Writing is not always fun is it? 10% inspiration, 90% perspiration didn’t someone say? Well I concur. I have had a Flash fiction piece accepted by for their online web journal-due to be published in April- see above for title.

It is a fantasy mystical piece but with a crime in it too. I have rewritten the piece several times, over several weeks- though I have stuck with the same title which came to mind quite quickly. I have changed the ending about 4 times too! Endings are the fictional bane of my life.

I love the first idea when it is taking root and the avalanche of words that follows, but have to say the rewriting/editing process is not as exciting to me. Though contrarily at the end of it- well you’ve never really finished with a piece it’s more like it walks away from you into the literary horizon- I feel a sense of satisfaction when it is stronger.



Haikus and singing…..

A somewhat quiet week on the writing front due to much activity elsewhere – volunteering and singing- got a little gig on this weekend with a few others outside Leeds. However Haiku Journal emailed me to say my winter themed Haiku is in issue 49 of their mag and there will be a paperback copy too (how great is that?) and I am top of the list for the month! A little bonus!

Morgen Bailey, blogger and writer, awarded me Highly Commended in her monthly 100 worder competition for my piece, ‘Requiem’ which was inspired by me singing ‘Faure’s Requiem’ a couple of years ago  in the gorgeous surroundings of Lancaster Priory. Morgen will also give me feedback on another piece of my fiction, which is fantastically useful.

I would recommend Morgen’s free entry monthly comps-

Deborah Bennison at Bennison books got in touch to say she would be including one of my poems in their charity anthology, The Book Bus out soon. Bennison books have published collections by 2 poetesses in my Otley WEA class. The links on amazon are below, both are brilliant and hugely talented at drawing word pictures with their imagery.

Otley writers group book launch:-

Well the launch of the group’s anthology, ‘The Pulse of Everything’ went really well. It was held at Otley Courthouse (the arts centre). Each of us stood up to read a short extract of our work; the audience were very supportive and the evening was led by the class tutor and poet, the charismatic James Nash. It was great to see everyone there and listen to their work. There is a lot of talent in that room and so much enthusiasm for the written word. I must mention John Ellis’ new thriller out on Kindle and in paperback, set in Yorkshire- available on Amazon to buy. It is well worth checking out.

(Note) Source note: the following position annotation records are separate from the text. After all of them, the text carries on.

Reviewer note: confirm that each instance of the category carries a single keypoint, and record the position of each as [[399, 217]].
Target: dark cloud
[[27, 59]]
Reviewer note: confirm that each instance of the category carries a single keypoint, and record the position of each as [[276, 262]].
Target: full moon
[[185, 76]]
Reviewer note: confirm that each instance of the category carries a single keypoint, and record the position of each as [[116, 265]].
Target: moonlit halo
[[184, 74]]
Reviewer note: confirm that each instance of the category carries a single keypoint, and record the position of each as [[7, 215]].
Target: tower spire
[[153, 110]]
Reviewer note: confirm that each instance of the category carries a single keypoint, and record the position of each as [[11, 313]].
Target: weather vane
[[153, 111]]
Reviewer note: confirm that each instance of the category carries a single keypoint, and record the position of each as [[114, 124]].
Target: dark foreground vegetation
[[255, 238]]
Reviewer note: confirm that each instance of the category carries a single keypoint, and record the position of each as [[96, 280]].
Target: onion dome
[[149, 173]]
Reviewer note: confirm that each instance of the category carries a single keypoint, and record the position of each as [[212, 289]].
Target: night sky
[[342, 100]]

The Body in Jingling Pot: The First Detective Chief Inspector Oldroyd Yorkshire Murder Mystery Kindle Edition

by J R Ellis

Words, Women in WW1 at Bradford Cathedral for Int. Women’s Day:-

a one woman show performed by writer Irene Lofthouse in the Cathedral in Little Germany, highlights the forgotten poetry/memoirs and war efforts made by a handful of Yorkshire women; one who fought as a soldier in Serbia, another who drove ambulances and died in a bombing raid in France, one who worked as a VAD; one who was friends with Arthur Conan Doyle- all wrote prose/poetry which has been ‘lost’ in the intervening century but was popular at the time. Interlaced with contemporary songs performed by Irene, this was an inspiring and engaging show with great research and use of primary sources.